This page provides a deeper look at the credentials and config files used by aws-runas with IAM user credentials, and some custom parameters you can use to configure the tool.

Credentials File

The credentials file is an ini-formatted file used to store the AWS access and secret keys. The keys in this file should be secured just like you would any other file containing passwords or other sensitive information. By default, the AWS SDK looks for a file named ‘credentials’ in a directory called .aws inside your user’s home directory. If you need to use a non-default credentials file location, you can set the AWS_SHARED_CREDENTIALS_FILE environment variable to the location of the file on the system.

This file needs to contain at least 1 section, identified by the [default] section heading. This will contain the access and secret key values used with requests to AWS. These credentials will be used for any profile in the configuration file which sets source_profile = default, or any other case where there are not other credentials available.

[default]
aws_access_key_id     = AKIAMYACCESSKEY
aws_secret_access_key = MySecretKey

The example above shows the minimum configuration necessary for the credentials file. Replace the values on the right side of the ‘=’ with your particular AWS keys.

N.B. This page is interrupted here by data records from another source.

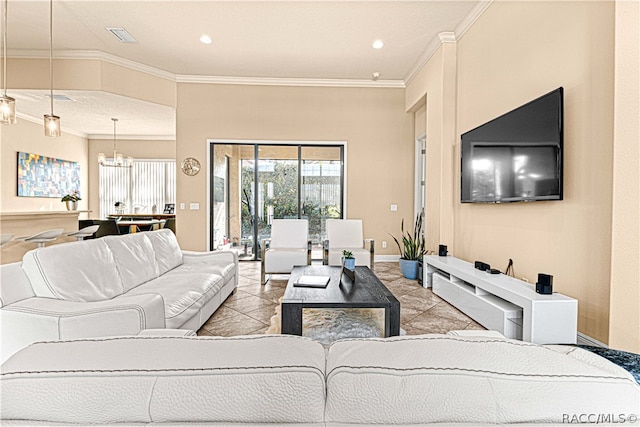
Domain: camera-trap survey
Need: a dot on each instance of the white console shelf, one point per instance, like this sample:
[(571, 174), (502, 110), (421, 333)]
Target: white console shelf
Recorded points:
[(503, 303)]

If you need to operate in multiple AWS accounts which use distinct IAM credentials for access, then you can add another section in the credentials file to set the credentials to use for that profile. For example, if you have a set of work AWS credentials you use as your default, and a set of personal AWS credentials you use away from the office, you can configure another profile section (in addition to the default one).

[personal]
aws_access_key_id     = AKIAMYPERSONALKEY
aws_secret_access_key = MyPersonalSecretKey

These ‘personal’ credentials would be used if you set the environment variable AWS_PROFILE=personal or you have a profile which sets source_profile = personal in the configuration file.

Configuration File

The configuration file is an ini-formatted file used to store AWS profile configuration. By default, the AWS SDK looks for a file name ‘config’ in a directory called .aws inside a user’s home directory. If you need to use a non-default configuration file location, you can set the AWS_CONFIG_FILE environment variable to the location of the file on the system.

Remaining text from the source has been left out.